Un dollar à plus de cent mille livres n’est qu’un détail. Les Libanais s’y attendaient. Le taux de change $/LL est-il sans plafond? Oui. Et l’inflation est sans bornes.

En deux mots, la livre libanaise qui a dépassé depuis mardi la barre des 100 000 LL pour un dollar, n’attire plus ni les individus ni les entreprises qui cherchent à s’en débarrasser à n’importe quel prix. Comme conséquence logique, la demande sur le billet vert s’accroît et l’inflation caracole vers de nouveaux sommets. Donc, plus de liasses de livres sont disponibles sur le marché, plus la monnaie nationale se déprécie et le billet vert s’apprécie. Le taux de change du dollar contre la livre est passé de 42 000 LL pour un dollar en début d’année à 102 000 LL le 14 mars 2023, soit une hausse de 142 %, en près de 72 jours.

Une valeur de confiance

La livre libanaise, comme tout billet de banque, ne possède pas de valeur intrinsèque. Elle a la valeur faciale qui y est inscrite et garantie par la banque centrale. Il s’agit alors d’une valeur de confiance.

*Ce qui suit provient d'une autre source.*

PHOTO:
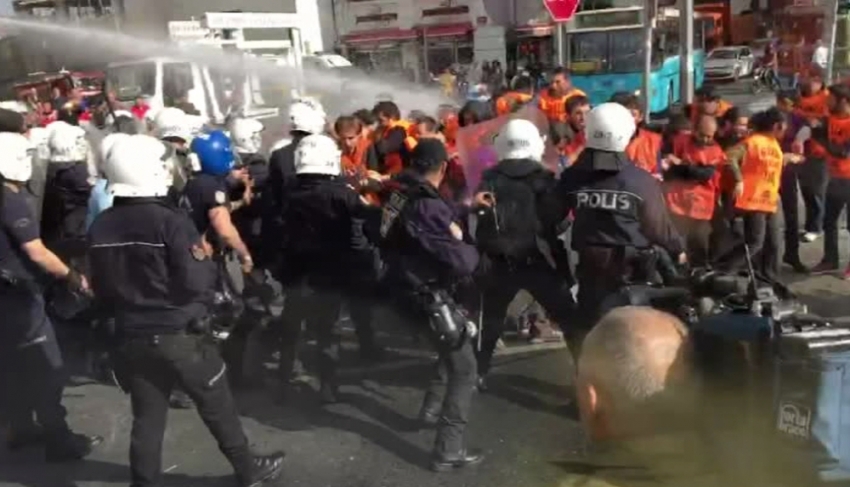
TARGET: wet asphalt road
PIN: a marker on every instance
(524, 424)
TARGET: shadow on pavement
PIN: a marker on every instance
(35, 474)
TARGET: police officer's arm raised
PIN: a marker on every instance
(17, 217)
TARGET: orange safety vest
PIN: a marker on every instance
(393, 162)
(354, 162)
(814, 106)
(510, 101)
(839, 134)
(689, 198)
(722, 107)
(644, 150)
(761, 170)
(555, 108)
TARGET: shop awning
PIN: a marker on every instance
(446, 30)
(380, 35)
(539, 30)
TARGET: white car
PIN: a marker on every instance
(729, 63)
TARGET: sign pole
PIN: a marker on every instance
(686, 51)
(831, 25)
(648, 24)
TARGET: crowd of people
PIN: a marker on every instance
(375, 209)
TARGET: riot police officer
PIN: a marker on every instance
(306, 117)
(618, 211)
(329, 252)
(152, 272)
(173, 126)
(427, 255)
(206, 195)
(30, 360)
(67, 190)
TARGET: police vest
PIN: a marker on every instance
(645, 150)
(691, 198)
(839, 135)
(761, 170)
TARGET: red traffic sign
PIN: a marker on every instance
(561, 10)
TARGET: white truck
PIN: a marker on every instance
(209, 84)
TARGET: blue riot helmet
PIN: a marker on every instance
(214, 152)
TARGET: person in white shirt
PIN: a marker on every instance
(820, 57)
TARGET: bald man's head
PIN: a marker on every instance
(630, 363)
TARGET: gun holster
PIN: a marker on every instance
(448, 320)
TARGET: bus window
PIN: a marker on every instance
(132, 80)
(626, 51)
(176, 82)
(589, 52)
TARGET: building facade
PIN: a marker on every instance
(426, 36)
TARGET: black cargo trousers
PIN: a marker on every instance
(452, 383)
(500, 285)
(148, 368)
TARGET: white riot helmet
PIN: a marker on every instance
(16, 157)
(609, 127)
(520, 139)
(247, 135)
(109, 121)
(137, 167)
(173, 123)
(318, 154)
(67, 143)
(307, 115)
(106, 146)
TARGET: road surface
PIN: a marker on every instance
(525, 424)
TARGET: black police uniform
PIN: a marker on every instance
(507, 236)
(423, 257)
(65, 208)
(149, 274)
(327, 250)
(282, 179)
(618, 211)
(260, 292)
(31, 365)
(203, 193)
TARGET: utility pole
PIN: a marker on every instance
(559, 38)
(830, 28)
(649, 12)
(686, 51)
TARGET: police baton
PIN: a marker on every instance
(480, 318)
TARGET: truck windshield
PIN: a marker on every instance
(606, 52)
(132, 80)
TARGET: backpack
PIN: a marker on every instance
(509, 229)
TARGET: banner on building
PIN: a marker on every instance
(475, 144)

Cela dit, la valeur de la monnaie se définit par ses fonctions. Elle tend à perdre de sa valeur à mesure que les rôles qu’elle joue se relâchent.

Par définition, la monnaie remplit trois fonctions: elle est un moyen d’échange, une unité de compte et une réserve de valeur. Il est clair que la livre libanaise a perdu ces fonctions dans un pays entièrement dollarisé, en proie à une crise multifacette fulgurante qui a emporté dans son tourbillon tous les fondements de l’État.

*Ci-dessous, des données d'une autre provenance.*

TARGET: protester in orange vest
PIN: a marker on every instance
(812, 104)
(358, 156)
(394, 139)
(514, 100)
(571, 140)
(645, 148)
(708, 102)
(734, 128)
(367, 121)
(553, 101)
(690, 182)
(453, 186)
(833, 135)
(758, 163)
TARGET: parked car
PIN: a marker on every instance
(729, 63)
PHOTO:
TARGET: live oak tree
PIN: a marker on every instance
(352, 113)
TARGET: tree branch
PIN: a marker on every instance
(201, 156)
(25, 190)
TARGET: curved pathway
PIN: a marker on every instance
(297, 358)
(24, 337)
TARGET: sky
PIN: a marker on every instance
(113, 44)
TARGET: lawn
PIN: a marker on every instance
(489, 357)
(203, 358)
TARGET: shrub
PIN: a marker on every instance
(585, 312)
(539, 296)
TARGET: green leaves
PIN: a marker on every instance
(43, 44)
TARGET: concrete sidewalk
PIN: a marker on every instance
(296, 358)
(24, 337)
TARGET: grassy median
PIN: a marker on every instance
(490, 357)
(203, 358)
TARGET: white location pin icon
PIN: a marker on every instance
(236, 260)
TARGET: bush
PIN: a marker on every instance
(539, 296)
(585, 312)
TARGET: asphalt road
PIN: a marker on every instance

Désormais, les individus font usage de la livre libanaise dans des perspectives de spéculation. Ils sont à l’affût du moment où la BDL rouvrira ses vannes pour injecter des dollars frais, puisés dans ce qui reste de ses réserves.  La livre libanaise devient ainsi la base d’une inflation sans bornes, alors que les individus s’évertuent à épargner en billets verts, dans la perspective de jours encore plus sombres.

Effectivement, le Liban est entré dans une phase réellement abyssale et l’effondrement, accéléré, sera sans précédent, car le dollar enregistrera des chiffres effrayants dans sa hausse. Les zéros supplémentaires sur le taux de change deviendront simplement le reflet de la désintégration structurelle de la société et de l’économie. Plus d’émigrations, plus de chômage, plus de pauvreté et une détérioration plus intense des services de base tels que l’électricité, l’eau et les communications.

Silence assourdissant des politiques

Qu’est-ce qui a changé dans le paysage socio-économico-monétaire dans la nuit de lundi à mardi pour que le dollar dépasse la barre 100 000 LL mardi matin? Concrètement rien.

Évidemment, son taux de change sur le marché domestique est l’otage de l’impasse politico-financière qui prévaut depuis le déclenchement de la crise en octobre 2019 et qui continue de s’exacerber. Mais, il est tout aussi vrai qu’il est la conséquence de facteurs psychologiques, en l’occurrence l’absence de confiance dans l’avenir. En un mot l’incertitude du lendemain.

Pour contrer les flambées épisodiques du taux du dollar, le pays est encore au stade des décisions et circulaires tactiques de la Banque du Liban (BDL). Une stratégie globale de redressement monétaire se fait toujours attendre, parce que tout simplement le plan de redressement n’est pas la priorité de la classe dirigeante. Entre-temps, le maintien de la plateforme de change de la BDL, qui présente des inconvénients sur un plan macroéconomique, apparaît nécessaire, du moins pour le moment, parce qu’elle tient le rôle du ministère des Finances et celui du ministère des Affaires sociales. À condition, bien entendu, que son accès soit autorisé aux seuls 320 000 fonctionnaires répartis entre civils et militaires, afin d’alléger un tant soit peu la pression sur ce qui reste des réserves de la banque centrale.